While there are “strong ethical arguments against such research, even if it does not motivate fetal death,” he said, “if research with human fetal tissue is in any way, even in a small part, contributory to motivating elective abortions, then the ethical assessment is straightforward. Such research would constitute ethical misconduct that should not be funded by the U.S. government or allowed by a private agency either.”
He and his colleagues had provided “substantial evidence such ethical misconduct occurs frequently,” added Sherley.
“History is repeating itself as we exploit one group of human beings for the benefit of another group,” Dr. Maria Feeney told the board.
“This advisory board can choose to be at the forefront of promoting non-controversial tissue and cell sources. Science has only scratched the surface of what is possible with induced pluripotent stem cells,” said Feeney, who has a doctorate in pharmaceutical chemistry and is also an associate scholar with the Charlotte Lozier Institute.
The board is undertaking its review as the Trump administration faces allegations its ban on using human fetal tissue is blocking coronavirus treatment research.
Notably, Kim Hasenkrug, an immunologist at the NIH Rocky Mountain Laboratories in Montana, told the Washington Post in March that the pandemic “warrants an exemption to a ban imposed last year prohibiting government researchers from using tissue from abortions in their work.”

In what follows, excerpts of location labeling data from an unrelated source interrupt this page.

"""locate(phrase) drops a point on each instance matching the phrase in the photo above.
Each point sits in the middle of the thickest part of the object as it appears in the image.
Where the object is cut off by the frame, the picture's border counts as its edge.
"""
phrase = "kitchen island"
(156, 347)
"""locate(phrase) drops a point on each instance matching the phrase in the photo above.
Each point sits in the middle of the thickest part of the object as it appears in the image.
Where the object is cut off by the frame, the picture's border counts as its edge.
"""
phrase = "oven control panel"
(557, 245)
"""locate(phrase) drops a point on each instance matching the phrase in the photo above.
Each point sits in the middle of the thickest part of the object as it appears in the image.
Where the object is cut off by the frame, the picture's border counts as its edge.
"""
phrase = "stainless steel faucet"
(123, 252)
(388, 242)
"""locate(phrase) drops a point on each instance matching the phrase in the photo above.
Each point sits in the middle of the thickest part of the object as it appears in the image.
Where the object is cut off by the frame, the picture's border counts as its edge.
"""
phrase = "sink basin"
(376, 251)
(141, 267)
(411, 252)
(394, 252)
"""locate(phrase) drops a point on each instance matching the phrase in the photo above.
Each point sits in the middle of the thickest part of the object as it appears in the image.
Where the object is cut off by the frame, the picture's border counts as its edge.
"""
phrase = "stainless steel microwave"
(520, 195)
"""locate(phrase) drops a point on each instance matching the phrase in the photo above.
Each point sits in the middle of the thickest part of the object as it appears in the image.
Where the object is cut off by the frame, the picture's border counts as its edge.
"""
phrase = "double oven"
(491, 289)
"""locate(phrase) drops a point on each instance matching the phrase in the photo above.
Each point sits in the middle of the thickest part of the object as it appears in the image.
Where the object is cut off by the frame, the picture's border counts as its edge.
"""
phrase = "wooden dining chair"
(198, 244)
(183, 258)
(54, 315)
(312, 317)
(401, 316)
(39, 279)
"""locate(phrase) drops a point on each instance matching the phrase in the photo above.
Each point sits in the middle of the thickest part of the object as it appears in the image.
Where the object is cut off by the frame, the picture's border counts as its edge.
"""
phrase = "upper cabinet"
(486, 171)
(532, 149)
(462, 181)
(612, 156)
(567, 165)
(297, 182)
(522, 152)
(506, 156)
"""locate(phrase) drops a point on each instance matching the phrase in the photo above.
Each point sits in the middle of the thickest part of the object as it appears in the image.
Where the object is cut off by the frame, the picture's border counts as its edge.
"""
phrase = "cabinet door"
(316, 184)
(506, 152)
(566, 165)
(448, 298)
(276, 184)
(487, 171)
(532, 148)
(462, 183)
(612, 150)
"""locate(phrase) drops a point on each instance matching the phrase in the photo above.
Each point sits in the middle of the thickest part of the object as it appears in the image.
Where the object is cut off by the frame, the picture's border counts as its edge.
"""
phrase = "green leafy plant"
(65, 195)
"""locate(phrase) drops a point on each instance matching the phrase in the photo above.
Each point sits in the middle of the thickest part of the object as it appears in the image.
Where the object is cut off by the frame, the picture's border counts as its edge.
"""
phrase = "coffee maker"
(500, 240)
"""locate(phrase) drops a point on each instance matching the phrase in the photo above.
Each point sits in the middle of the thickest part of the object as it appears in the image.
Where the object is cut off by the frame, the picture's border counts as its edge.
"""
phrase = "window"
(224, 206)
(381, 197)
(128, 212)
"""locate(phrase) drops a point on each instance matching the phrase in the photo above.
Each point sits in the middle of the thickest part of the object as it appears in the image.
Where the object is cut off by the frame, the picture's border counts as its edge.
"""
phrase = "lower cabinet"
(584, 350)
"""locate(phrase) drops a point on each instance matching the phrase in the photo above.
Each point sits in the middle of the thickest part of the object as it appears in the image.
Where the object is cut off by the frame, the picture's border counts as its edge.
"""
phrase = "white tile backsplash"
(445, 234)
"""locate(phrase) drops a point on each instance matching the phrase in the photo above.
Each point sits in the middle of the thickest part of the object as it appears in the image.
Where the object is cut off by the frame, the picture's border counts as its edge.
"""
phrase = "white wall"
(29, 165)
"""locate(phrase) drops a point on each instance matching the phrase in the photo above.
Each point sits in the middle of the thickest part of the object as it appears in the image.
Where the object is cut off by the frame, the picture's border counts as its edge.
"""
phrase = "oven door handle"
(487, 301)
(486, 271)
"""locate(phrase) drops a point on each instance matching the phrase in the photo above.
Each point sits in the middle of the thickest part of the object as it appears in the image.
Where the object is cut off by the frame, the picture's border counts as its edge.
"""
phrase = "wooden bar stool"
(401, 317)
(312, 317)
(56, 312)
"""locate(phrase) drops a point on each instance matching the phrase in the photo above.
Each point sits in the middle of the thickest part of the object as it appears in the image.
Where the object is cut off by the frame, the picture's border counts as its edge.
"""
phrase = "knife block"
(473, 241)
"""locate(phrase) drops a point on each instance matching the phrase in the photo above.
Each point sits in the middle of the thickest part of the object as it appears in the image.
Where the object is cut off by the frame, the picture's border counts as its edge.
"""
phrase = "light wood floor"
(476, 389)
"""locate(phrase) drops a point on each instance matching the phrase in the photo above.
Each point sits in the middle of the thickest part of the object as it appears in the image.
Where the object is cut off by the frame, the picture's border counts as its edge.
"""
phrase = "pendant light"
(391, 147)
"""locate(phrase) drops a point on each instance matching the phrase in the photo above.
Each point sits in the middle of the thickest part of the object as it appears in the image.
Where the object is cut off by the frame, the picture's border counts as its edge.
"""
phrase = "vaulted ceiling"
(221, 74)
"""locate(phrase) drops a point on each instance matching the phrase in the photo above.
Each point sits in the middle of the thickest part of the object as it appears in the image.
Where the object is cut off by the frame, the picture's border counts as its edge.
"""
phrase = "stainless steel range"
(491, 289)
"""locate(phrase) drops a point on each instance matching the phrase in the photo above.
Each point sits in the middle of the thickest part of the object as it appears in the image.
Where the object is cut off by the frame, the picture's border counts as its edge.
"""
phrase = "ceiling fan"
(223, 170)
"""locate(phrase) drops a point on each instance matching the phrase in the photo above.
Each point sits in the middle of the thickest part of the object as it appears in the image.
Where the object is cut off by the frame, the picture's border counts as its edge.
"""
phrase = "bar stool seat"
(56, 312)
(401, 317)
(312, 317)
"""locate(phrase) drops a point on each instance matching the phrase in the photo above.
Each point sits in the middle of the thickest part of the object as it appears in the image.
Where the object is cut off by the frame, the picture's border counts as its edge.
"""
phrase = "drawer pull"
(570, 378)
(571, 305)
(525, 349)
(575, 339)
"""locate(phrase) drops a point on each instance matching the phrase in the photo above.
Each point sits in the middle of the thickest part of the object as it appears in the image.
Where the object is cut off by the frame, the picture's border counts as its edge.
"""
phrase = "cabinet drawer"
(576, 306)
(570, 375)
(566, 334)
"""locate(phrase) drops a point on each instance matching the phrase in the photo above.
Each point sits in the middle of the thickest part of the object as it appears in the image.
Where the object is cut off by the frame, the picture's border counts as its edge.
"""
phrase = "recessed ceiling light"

In April, more than 130 members of Congress urged Trump to maintain the “current fetal tissue research policy and to redirect funds toward ethical, successful alternatives to combat COVID-19,” and thanked the President for his “decisive actions to protect human life and human dignity on every front.”
Last month, however, the NIH approved 70 new embryonic stem cell lines for use in projects eligible for federally funded research.
The June 2019 HHS policy specifically excluded projects using embryonic stem cells or embryonic cell lines in its definition of research involving human fetal tissue.